The majority of long-term studies found positive results on fasting glucose and OGTT, however, the effect on insulin levels did not so such coincidence among studies. While some of them report an increase in fasting insulin levels others report a decrease [67] or no effect [36,49,53]. Although the studies are performed using different types of material, and different lengths of treatment, there does not seem to be a clear pattern leading to an explanation for the varying results. Lack of consistency is also found regarding the effect of MO methanolic or aqueous extracts on fasting blood glucose when administered to normal rats. Some studies report decreased values [58] while more frequently, works report no changes [40,43,49,59], although, once again, the intervention period has different durations.

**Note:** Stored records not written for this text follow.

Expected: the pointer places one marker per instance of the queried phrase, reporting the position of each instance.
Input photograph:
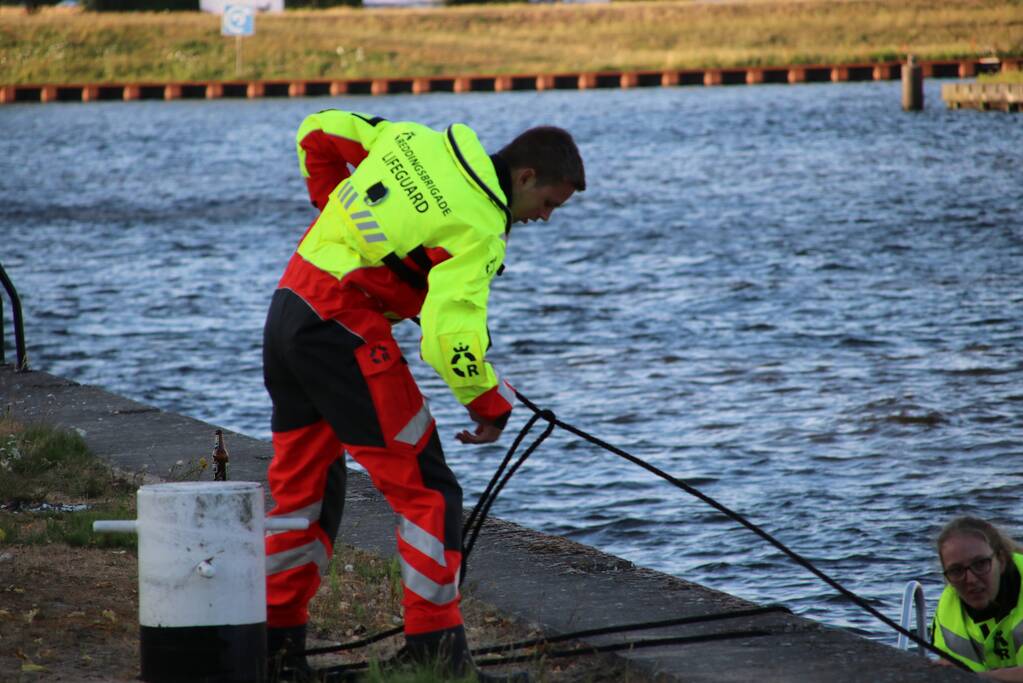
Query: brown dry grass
(53, 47)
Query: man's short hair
(548, 150)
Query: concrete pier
(557, 584)
(795, 74)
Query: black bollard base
(204, 653)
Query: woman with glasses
(979, 620)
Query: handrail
(15, 303)
(914, 592)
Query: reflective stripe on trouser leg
(424, 492)
(306, 480)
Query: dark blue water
(799, 299)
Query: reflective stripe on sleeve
(294, 557)
(419, 539)
(439, 594)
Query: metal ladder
(913, 596)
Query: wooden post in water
(913, 86)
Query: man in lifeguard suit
(414, 223)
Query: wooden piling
(913, 86)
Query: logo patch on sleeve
(464, 359)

4. Scientific Evidences of M. oleifera Effect on Glucose Control in Human Studies

Contrary to the abundant number of animal studies reviewed above, there is a paucity of published clinical trials in humans, and especially those which include an adequate number of subjects. In addition, relevant methodological data are missing in some of them. The eight human studies with glucose control measurements found in the literature are presented in Table 2. Two studies have been performed with administration of capsules/tablets of ground MO leaves to non-insulin dependent type 2 diabetic patients who received only oral anti-diabetic medications and dietary recommendations to reduce energy intake. In the first study, by Kumari et al. [72], 22 diabetic patients received MO treatment and nine did not, while in the second study, by Giridhari et al. [73], 60 patients were divided equally into two groups (MO treatment and control). The duration of the intervention was 40 and 90 days, respectively. In Kumari et al. study, daily intake of 8 MO g led to 26% decrease of postprandial glucose at the end of the intervention [72]. Meanwhile, in Giridhari et al. study, two tablets per day of an unknown amount of MO powder, reduced postprandial blood glucose level from 210 mg/dL to 191, 174 and 150 mg/dL, respectively, after the first, second and third month of supplementation (29% decrease) [73]. In this last study, HbA1C was also reduced after treatment (from 7.81 ± 0.51% to 7.40 ± 0.63%) while this was not the case in the control group. However, basal differences were observed between MO and control groups both in HbA1C and initial postprandial glucose, which decreases somehow the resulting evidence grade since the subjects under MO treatment started with a worse glucose control than the other group.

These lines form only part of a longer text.